Мельца зашевелилась и приподнялась на локтях. Длинные серебристые пряди скрыли ее плечи, грудь. Лютовид откинул волосы ей за спину, чтобы видеть все, чтобы ничего она не могла от него скрыть.
– Я идти должна… – Ее охрипший от криков голос был полон соблазна и обещания. – Тетушка будет волноваться.
Лютовид улыбнулся и провел пальцем по округлому плечу, размазывая черную сажу от сгоревшей ткани:
– Скажешь, что новый атаман тебя соблазнил.
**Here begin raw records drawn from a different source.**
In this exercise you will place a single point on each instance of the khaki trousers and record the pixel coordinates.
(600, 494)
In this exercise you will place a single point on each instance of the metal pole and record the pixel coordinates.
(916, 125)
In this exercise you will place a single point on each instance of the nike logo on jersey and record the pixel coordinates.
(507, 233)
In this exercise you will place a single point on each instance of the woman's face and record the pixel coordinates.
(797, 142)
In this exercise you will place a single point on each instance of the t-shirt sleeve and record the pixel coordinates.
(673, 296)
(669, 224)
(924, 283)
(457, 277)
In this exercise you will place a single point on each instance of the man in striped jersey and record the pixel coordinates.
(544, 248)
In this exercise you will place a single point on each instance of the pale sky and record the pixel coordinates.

Потемневшие голубые глаза Мельцы проказливо сверкнули:
– А может, это я его соблазнила?
Лютовид опрокинул Мельцу на спину и навис сверху:
– Может, и так.
Он не смог удержаться и снова поцеловал нежную шею, впадинку между ключицами. Мельца тут же зарылась пальцами в его волосы. Как же хорошо… Как сладко было ощущать ее руки на себе, касающиеся повсюду, ласкающие. Он устроился между ее ног, чувствуя, как перстень, зажатый меж их телами, врезается в кожу.
– А почему «Ольшана»?
Мельца грустно улыбнулась:
– Пани Угла меня в зарослях ольхи нашла.
Лютовид нахмурился. А где был в это время он? По его вине Мельца едва не умерла во второй раз. Она коснулась пальцем его бровей:
– Не хмурься, атаман. Ты такой красивый…
Не было в нем никакой красоты, ни телесной, ни душевной. Он покачал головой, но Мельца, кажется, и без слов его понимала.
– Самый красивый. Я всех панн, которые о тебе говорили, ненавидеть начинала.
Лютовид даже поверить не мог: неужто и вправду любит? Он и не думал, что это столь важно для него будет. Просто желал забрать Мельцу себе, не спрашивая, а хочет ли и она того же. И даже самому себе он не признавался, что страшится: приятен ли он Мельце? Что уж о любви говорить…
– Ты теперь моя, пеплицкая панна. Только моя. Никто тебя больше не заберет.
Мельца вздохнула. Перстень еще сильнее впился в кожу, будто жаля.
– Скучно тебе со мной станет. Надоем.
Лютовид аж зубы сжал. Кто ее надоумил на эти глупости?!
– Повстречаешь молодую, красивую, невинную. Обо мне и забудешь. Ей сердце свое отдашь.
Лютовид подтянулся на руках, нависнув над Мельцей. Тихо и вкрадчиво, чтобы навсегда запомнила, он проговорил:
– Не отдам. Мое сердце давно у тебя уже хранится.
Она лишь покачала головой:
– А Гирдир сказал, оно в пепел обратилось.
– В моей постели ни о ком, кроме меня, не говори! – Его обуяла такая черная лютая ненависть, что дышать стало трудно.
От гнева вспыхнул сундук в углу. Мельца резко повернула голову, но Лютовид обхватил дрожащими пальцами ее подбородок и заставил смотреть в глаза. Подцепив шнурок с перстнем, он подтянул его вверх. Серебряный змей, обвивающий черный адамант, колыхался на весу.